Does this sound disappointingly positive, even Pollyannaish? It shouldn't. The technologies can be used in good ways or in ways dystopian enough for the most dedicated bioluddite. Many of us would view control over human reproduction as a good thing if it allowed parents to prevent the births of children with serious genetic diseases, but few of us would be happy with governments forcing parents to have children with, or without, particular genetic traits. No doubt, some people will try to create genetic super-beings, with risks to the rest of society and, even more likely, unforeseen physical or mental problems for the new "super" men and women. Deeply genetic medicine could end up creating a geriatric overclass, as parents, grandparents, and great grandparents stick around and increasingly monopolize wealth (thanks to early investments) and power (thanks to both high wealth and strong voter participation). In a worst case, medical advances may keep (rich) old bodies alive, at high cost, while not being able to prevent those old brains from deteriorating. For every algal source of green biofuel there is likely to be a novel kudzu, wreaking unforeseen havoc; for every healthy mammoth in a theme park in Alaska there will be some pain-ridden pet unicorn, suffering with an engineered body that just doesn't work. And governments, terrorists, and bored teenaged hackers will have used biological weapons- and might use them again.

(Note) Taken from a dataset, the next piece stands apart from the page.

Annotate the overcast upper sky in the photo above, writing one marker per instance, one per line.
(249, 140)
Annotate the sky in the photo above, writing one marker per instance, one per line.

I strongly suspect that the one part of the biosphere that will not change much is the human mind, individual and collective. We will still rise to breathtaking moral heights and sink to appalling depths. We will still make brilliant leaps and behave with stunning ineptitude. When people are concerned, all solutions are just introductions to new problems. My own guess is that we will use these vast new tools of control over biology both wisely and foolishly and that, on balance, we will muddle through. But it will not be dull.
Henry T. Greely, JD, is Director of the Center for Law and the Biosciences at Stanford University.